The news: Disney will launch a “one-app experience” later in 2023 that will bring content from Hulu to Disney+, CEO Bob Iger said during the company’s Wednesday earnings call. The announcement is a sign that Disney intends to retain its share of Hulu and invest more heavily in streaming.
By the numbers:
- Total revenues totaled $21.81 billion, a 13% increase and landing just above expectations of $21.79 billion.
- Parks, experiences and products revenues grew 17% to $7.7 billion, with most ($5.5 billion) coming from theme parks.
- Disney+ subscribers missed the mark, declining 2% to 157.8 million, mostly due to losses in India. But recent price increases helped offset those losses, and Disney announced that it plans to raise prices again in 2023.
- Linear TV revenues were down 7%, totalling $6.63 billion.
Owning the streaming market: Disney’s linear losses and streaming revenue gains are yet another indication that legacy media companies see a streaming-first future. The company appears to be satisfied with a temporary loss in streaming subscribers as long as revenues increase, likely because it has its sights set on getting full ownership of Hulu.

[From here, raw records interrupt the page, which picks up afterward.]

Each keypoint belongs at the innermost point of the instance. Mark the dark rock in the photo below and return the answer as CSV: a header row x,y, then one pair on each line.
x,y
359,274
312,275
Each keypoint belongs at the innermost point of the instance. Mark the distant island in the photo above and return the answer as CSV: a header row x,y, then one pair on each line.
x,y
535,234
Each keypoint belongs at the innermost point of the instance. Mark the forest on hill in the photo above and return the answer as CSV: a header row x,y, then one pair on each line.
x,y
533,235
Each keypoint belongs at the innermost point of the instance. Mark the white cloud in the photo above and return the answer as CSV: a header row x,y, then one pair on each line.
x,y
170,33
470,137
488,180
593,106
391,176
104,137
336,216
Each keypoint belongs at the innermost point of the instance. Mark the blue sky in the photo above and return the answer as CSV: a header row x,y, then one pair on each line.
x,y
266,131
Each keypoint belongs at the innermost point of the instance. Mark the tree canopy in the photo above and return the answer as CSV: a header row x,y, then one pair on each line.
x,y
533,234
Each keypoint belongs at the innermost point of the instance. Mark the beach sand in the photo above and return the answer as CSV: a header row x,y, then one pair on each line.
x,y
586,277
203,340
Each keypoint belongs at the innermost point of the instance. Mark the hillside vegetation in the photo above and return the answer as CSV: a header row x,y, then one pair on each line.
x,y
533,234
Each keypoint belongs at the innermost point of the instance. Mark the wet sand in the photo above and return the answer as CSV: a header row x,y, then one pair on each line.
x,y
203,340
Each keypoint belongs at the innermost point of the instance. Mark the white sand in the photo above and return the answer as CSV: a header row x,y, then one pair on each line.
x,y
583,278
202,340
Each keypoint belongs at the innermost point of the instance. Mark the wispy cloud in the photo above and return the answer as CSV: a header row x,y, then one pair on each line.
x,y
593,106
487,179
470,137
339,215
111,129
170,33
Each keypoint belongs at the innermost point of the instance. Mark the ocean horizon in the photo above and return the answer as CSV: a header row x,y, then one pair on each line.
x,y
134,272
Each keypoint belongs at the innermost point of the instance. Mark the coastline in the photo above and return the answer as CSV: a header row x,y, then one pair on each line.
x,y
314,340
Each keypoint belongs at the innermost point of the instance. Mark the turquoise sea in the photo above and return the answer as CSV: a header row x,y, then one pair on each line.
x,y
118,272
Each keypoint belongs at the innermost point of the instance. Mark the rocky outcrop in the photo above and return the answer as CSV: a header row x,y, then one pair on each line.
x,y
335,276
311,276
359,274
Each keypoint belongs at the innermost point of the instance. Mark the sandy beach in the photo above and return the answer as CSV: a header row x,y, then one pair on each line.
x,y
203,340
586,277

- For a brief moment after Bob Iger reprised his role as CEO, Disney’s pursuit of Hulu looked less than certain. Former CEO Bob Chapek failed several times to purchase the remaining 33% share of Hulu from Comcast—the deal comes to a head in January 2024.
- But with the news that Disney plans to wrap Hulu content into its streaming offerings, it seems clear that Disney isn’t willing to give up its share of the service, which has one of the largest viewer and subscription counts in the industry and holds significant sway with advertisers.

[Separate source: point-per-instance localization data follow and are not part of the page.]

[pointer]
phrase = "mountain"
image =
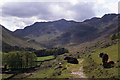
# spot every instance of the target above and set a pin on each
(9, 39)
(88, 30)
(44, 31)
(63, 32)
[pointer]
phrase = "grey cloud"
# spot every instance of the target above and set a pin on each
(43, 10)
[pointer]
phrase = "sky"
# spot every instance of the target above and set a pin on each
(17, 14)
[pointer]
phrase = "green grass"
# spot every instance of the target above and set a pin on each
(44, 58)
(93, 65)
(4, 76)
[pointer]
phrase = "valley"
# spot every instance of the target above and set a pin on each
(39, 50)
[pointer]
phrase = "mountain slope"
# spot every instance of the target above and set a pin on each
(12, 40)
(44, 31)
(89, 30)
(62, 32)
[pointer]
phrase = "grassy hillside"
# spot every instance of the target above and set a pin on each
(92, 64)
(12, 40)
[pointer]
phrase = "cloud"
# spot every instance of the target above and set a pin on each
(17, 14)
(48, 11)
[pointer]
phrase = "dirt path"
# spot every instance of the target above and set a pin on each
(79, 72)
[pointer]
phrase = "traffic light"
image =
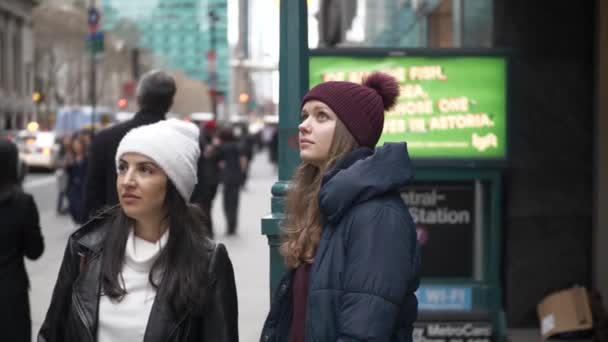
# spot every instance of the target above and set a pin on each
(37, 97)
(244, 98)
(122, 103)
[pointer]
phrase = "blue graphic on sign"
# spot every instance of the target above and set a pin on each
(445, 298)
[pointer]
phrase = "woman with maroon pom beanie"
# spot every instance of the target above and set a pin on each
(349, 240)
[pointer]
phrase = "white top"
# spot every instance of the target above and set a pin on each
(126, 320)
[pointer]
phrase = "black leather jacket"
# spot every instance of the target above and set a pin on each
(72, 315)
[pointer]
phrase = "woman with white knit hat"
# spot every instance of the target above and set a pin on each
(145, 270)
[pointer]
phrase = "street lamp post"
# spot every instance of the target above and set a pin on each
(93, 22)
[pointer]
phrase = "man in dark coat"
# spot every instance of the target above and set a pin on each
(19, 236)
(155, 94)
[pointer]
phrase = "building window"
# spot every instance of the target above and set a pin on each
(2, 61)
(18, 64)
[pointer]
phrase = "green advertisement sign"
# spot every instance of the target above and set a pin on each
(450, 107)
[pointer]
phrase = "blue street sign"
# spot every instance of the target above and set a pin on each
(445, 298)
(93, 16)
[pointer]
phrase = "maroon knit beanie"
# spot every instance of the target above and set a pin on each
(359, 106)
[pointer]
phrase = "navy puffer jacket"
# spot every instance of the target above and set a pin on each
(366, 266)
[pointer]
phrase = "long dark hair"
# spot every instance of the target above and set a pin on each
(181, 264)
(302, 223)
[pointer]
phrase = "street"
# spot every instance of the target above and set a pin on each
(248, 250)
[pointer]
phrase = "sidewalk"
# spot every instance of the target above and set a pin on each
(248, 250)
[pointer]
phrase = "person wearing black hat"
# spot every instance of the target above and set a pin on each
(20, 237)
(155, 92)
(349, 240)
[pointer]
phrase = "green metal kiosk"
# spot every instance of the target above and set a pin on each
(453, 113)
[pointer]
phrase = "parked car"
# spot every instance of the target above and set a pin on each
(38, 149)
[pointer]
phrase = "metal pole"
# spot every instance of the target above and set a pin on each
(93, 94)
(213, 72)
(93, 86)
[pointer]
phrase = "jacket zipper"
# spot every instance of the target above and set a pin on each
(82, 317)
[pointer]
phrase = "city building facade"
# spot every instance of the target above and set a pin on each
(16, 63)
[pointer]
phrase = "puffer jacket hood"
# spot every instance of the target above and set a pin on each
(363, 175)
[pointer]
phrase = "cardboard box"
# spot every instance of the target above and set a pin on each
(565, 311)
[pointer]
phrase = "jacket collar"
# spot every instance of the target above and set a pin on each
(361, 176)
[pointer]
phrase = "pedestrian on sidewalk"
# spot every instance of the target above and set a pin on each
(76, 169)
(146, 270)
(20, 237)
(155, 93)
(233, 164)
(350, 243)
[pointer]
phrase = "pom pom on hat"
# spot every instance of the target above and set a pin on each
(359, 106)
(386, 86)
(173, 145)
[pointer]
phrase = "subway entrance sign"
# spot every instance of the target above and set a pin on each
(452, 108)
(453, 113)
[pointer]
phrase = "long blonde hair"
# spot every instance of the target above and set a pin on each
(302, 224)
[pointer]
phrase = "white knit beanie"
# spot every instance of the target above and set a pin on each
(173, 145)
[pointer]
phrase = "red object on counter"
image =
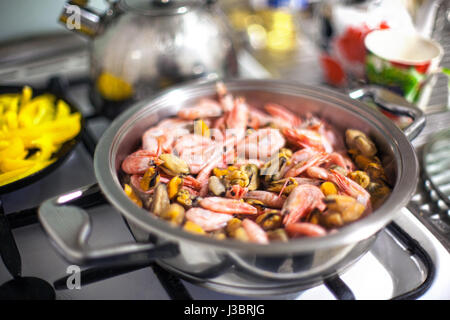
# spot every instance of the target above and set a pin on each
(333, 71)
(351, 42)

- Narrower losses on Disney+ stand in contrast to streaming services like Peacock and Paramount+, which have seen losses widen quarter after quarter in an attempt to drive subscriptions that the market has (mostly) punished.
Challenges: Although the company remains near the top of the streaming market for now, a number of challenges could slow its roll.

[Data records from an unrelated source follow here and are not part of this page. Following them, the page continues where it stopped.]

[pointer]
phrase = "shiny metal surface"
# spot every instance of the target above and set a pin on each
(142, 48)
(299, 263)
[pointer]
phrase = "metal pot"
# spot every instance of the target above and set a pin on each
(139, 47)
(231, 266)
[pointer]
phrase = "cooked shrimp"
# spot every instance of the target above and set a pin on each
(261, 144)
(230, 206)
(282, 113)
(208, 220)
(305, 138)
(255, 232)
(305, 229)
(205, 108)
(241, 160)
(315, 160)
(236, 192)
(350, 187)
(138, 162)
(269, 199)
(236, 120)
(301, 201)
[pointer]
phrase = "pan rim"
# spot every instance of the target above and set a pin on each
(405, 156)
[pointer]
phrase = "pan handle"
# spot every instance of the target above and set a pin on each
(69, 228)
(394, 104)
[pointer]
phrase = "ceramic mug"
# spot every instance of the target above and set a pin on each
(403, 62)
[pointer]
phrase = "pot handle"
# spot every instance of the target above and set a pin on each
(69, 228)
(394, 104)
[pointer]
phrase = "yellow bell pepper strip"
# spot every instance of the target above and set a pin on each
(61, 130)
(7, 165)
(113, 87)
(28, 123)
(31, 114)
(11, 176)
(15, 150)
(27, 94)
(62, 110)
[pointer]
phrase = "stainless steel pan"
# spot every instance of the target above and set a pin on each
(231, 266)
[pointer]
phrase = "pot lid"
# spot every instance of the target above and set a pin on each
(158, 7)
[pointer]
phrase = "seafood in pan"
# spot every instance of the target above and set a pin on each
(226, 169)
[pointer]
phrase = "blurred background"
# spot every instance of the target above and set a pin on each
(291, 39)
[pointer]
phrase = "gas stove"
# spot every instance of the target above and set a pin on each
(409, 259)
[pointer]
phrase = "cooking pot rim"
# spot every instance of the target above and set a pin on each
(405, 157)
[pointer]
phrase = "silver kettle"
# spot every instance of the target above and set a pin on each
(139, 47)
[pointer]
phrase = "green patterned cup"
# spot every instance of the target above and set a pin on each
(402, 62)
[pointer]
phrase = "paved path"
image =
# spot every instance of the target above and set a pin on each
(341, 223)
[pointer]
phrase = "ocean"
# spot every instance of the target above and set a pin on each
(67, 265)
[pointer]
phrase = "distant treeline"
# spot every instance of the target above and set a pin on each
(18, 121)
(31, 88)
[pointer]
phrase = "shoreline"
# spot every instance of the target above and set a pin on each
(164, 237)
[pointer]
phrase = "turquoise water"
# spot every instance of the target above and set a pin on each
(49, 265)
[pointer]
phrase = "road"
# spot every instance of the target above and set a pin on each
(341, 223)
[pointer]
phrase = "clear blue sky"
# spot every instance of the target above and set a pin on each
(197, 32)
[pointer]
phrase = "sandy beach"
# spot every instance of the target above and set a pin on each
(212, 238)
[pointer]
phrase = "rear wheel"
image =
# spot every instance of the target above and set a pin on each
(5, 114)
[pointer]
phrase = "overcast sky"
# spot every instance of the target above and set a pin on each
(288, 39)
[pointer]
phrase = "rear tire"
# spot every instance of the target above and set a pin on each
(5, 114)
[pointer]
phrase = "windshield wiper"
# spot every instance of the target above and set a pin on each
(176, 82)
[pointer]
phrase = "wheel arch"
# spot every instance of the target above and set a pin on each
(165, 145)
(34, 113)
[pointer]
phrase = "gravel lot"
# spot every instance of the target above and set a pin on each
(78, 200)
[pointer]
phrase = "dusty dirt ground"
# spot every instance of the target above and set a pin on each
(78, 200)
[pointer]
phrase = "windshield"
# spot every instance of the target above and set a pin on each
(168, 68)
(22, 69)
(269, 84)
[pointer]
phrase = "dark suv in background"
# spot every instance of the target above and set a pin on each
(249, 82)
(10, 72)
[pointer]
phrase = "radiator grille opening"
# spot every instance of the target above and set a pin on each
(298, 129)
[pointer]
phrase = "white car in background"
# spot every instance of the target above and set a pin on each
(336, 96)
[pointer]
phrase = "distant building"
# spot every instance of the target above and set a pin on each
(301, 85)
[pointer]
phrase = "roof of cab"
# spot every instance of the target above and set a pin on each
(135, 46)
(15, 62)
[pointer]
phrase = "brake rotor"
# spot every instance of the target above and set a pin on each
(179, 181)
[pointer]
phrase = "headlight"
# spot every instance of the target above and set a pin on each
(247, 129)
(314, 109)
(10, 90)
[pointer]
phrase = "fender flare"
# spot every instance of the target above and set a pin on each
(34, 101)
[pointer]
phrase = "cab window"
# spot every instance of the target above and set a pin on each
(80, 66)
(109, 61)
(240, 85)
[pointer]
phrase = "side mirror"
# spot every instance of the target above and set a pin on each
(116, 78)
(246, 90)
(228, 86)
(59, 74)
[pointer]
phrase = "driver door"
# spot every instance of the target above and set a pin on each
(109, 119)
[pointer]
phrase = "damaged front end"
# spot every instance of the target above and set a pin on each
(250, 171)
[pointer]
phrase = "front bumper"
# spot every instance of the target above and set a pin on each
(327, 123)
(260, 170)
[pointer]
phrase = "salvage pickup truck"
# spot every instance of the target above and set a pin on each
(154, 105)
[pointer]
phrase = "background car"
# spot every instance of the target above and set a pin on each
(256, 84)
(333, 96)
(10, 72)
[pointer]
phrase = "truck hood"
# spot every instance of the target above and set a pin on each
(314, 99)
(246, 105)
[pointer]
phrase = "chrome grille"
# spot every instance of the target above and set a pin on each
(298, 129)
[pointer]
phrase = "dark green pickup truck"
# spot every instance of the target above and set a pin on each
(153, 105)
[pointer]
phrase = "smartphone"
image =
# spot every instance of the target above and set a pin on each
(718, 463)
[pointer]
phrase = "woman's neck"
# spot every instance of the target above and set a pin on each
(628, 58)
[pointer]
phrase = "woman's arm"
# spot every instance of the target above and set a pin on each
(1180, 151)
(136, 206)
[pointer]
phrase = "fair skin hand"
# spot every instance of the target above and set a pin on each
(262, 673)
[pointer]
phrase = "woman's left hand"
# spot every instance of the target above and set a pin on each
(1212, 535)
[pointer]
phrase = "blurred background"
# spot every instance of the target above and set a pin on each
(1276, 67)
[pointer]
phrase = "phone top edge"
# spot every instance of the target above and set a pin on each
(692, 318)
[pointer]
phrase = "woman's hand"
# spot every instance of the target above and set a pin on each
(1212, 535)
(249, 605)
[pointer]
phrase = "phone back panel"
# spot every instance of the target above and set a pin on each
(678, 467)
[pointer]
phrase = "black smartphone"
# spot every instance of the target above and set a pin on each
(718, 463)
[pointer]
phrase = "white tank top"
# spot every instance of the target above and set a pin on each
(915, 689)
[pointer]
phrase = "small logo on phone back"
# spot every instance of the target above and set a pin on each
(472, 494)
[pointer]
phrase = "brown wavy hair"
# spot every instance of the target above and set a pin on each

- For one, there’s the ongoing Writers Guild of America strike, which has halted a number of major Disney productions including Marvel films and Star Wars shows. The company’s CFO said Disney “hasn’t really quantified” the strike’s impact, but we think the stalemate could go on for quite a while.
- Price hikes also aren’t so simple: While helping revenue growth, they could also be responsible for the recent dips in subscriptions. Disney isn’t the only company raising prices, either: Most streamers have plans or are likely to increase prices this year as revenues shrink, which could have an impact on overall subscription movement.